Situated on the foreshore of North-West Bay, Dru Point Bicentennial Park includes walking trails, picnic areas, play equipment, and a coastal reserve. It functions as a public recreation space for residents of the Channel region and visitors passing through Margate.

===Nandroya Vineyard===
Nandroya Vineyard is a small cool-climate vineyard established in the early 1990s on sloping ground above the North West Bay River. Covering approximately 1.5 ha, it is planted with pinot noir and sauvignon blanc and oriented north-east to maximise sunlight during the growing season. The vineyard operates on a small scale and is representative of the boutique viticulture found throughout the Channel region.

==Amenities==
Margate provides a range of essential services for residents of the Channel region, including supermarkets, medical clinics, community facilities, and recreational spaces.

Margate Primary School is the town’s main government primary school.

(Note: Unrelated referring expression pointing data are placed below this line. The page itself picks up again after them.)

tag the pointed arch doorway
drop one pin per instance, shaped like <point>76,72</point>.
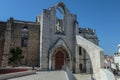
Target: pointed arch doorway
<point>59,60</point>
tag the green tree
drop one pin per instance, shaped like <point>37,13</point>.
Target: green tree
<point>15,56</point>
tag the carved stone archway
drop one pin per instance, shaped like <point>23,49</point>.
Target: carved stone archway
<point>60,46</point>
<point>60,58</point>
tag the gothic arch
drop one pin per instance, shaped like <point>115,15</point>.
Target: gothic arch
<point>60,4</point>
<point>59,46</point>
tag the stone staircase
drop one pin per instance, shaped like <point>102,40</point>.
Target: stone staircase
<point>83,76</point>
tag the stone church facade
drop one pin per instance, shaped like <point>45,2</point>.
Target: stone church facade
<point>50,42</point>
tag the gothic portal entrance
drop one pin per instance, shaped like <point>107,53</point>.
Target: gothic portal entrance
<point>59,60</point>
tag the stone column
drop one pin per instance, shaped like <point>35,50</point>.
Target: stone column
<point>77,70</point>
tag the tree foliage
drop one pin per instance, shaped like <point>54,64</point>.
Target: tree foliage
<point>15,56</point>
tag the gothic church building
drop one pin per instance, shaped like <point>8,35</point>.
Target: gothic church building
<point>50,42</point>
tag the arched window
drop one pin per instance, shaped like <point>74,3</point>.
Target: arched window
<point>60,20</point>
<point>24,37</point>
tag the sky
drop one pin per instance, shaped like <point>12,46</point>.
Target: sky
<point>101,15</point>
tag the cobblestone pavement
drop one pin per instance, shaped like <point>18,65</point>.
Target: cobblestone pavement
<point>45,75</point>
<point>83,76</point>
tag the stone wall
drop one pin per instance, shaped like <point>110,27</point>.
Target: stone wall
<point>49,37</point>
<point>2,39</point>
<point>31,51</point>
<point>89,34</point>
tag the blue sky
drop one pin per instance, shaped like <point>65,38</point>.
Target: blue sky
<point>101,15</point>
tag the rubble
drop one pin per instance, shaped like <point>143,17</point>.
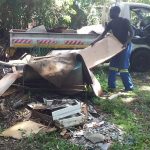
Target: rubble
<point>25,129</point>
<point>67,74</point>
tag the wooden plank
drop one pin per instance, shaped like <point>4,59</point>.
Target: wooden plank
<point>68,111</point>
<point>7,81</point>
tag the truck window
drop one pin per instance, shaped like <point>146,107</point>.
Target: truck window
<point>140,17</point>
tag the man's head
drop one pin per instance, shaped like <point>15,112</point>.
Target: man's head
<point>114,12</point>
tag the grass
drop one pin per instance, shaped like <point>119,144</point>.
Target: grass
<point>133,117</point>
<point>50,141</point>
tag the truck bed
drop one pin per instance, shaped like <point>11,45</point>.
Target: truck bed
<point>22,39</point>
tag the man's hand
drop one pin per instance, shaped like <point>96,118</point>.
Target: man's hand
<point>92,43</point>
<point>125,45</point>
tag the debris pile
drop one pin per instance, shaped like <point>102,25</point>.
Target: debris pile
<point>73,119</point>
<point>64,74</point>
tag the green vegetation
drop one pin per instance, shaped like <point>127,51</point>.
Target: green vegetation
<point>132,116</point>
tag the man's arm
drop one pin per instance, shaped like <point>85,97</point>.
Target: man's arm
<point>130,34</point>
<point>100,37</point>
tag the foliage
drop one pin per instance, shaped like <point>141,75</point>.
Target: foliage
<point>52,13</point>
<point>132,117</point>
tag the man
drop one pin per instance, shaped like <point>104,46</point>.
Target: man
<point>122,30</point>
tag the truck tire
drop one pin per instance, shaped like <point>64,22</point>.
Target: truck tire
<point>140,60</point>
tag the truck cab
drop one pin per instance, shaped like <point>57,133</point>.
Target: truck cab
<point>139,16</point>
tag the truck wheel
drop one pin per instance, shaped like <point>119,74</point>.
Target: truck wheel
<point>140,60</point>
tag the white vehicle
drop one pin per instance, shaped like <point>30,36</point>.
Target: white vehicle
<point>137,13</point>
<point>139,16</point>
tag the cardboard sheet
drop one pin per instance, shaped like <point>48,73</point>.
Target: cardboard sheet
<point>7,81</point>
<point>23,129</point>
<point>101,51</point>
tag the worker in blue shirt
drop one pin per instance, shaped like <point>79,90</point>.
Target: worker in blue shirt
<point>122,30</point>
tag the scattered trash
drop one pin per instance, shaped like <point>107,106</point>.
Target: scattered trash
<point>67,74</point>
<point>25,129</point>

In 2009, the school received in federal government funding for new buildings under the national economic stimulus plan.

A childcare centre in Margate formerly operated by ABC Learning narrowly avoided closure during the company’s national collapse in the same year.

The town also includes churches, sports facilities, and public open spaces such as Dru Point Bicentennial Park, which features walking trails, playgrounds, and picnic areas.

==Notable people==
- Charles Frost (1882–1964) – Member of the Australian House of Representatives for Franklin (1929–1931, 1934–1946), Minister in the Chifley government, and later Australian High Commissioner to Ceylon (1947–1950). He established an orchard in Margate and was educated at the local state school.
- Jack Frost (1911–1995) – Son of Charles Frost. Member of the Tasmanian House of Assembly for Franklin (1964–1976). Served as Chair of Committees and Minister in the Reece Ministry.